So word on the street is that Sir Paul McCartney, who is touring our turf, doesn’t want choripan to be sold during intermission of his concert in Cordoba on Sunday. In fact, he doesn’t want any meat sold in or around the premises of his show. Leading us to wonder – has he lost his mind?
An open letter to Sir Paul McCartney:
Paul, darling, babe. Please listen up. We know that you are a devout vegetarian and we salute you. We also know that meat-eating is harmful to the planet and we know that it is harmful to the animals; may they rest in peace. But you just cannot deprive the people of this nation of their post-concert snack, especially not the choripán, the mighty, juicy choripán. Because instead of walking away from your performance tweeting the lyrics to your songs with a crowd selfie attached to it, they will be tweeting about the fact that they couldn’t have their chori and that’s just not the sort of publicity you want. They’ll be sneaking them in in aluminium foil anyway so you may as well let them start that parilla.

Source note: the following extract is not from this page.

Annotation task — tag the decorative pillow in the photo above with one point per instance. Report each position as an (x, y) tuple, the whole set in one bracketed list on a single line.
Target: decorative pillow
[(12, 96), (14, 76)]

And what about the asadores? Where are they meant to sell their bifes and their choris? The whole town will be watching you. This country is already suffering enough from inflation and insufficient salary increases. These chorizo sandwiches need to be sold for the economy to grow.
Depriving an Argentine of their chori is like depriving Sarah Palin from having an opinion on everything. This country is synonymous with meat. It is a daily necessity, a staple food. Argentina is carne-coma heaven and you just turned it into hell. Plus, chimichurri surely can’t go well with tofu.
Think about it, Paul. Do you really want to take those little sausages of fat and delight away from the concert experience? You know how they say “you are the jam to my peanut butter” well choripán and good times work the same.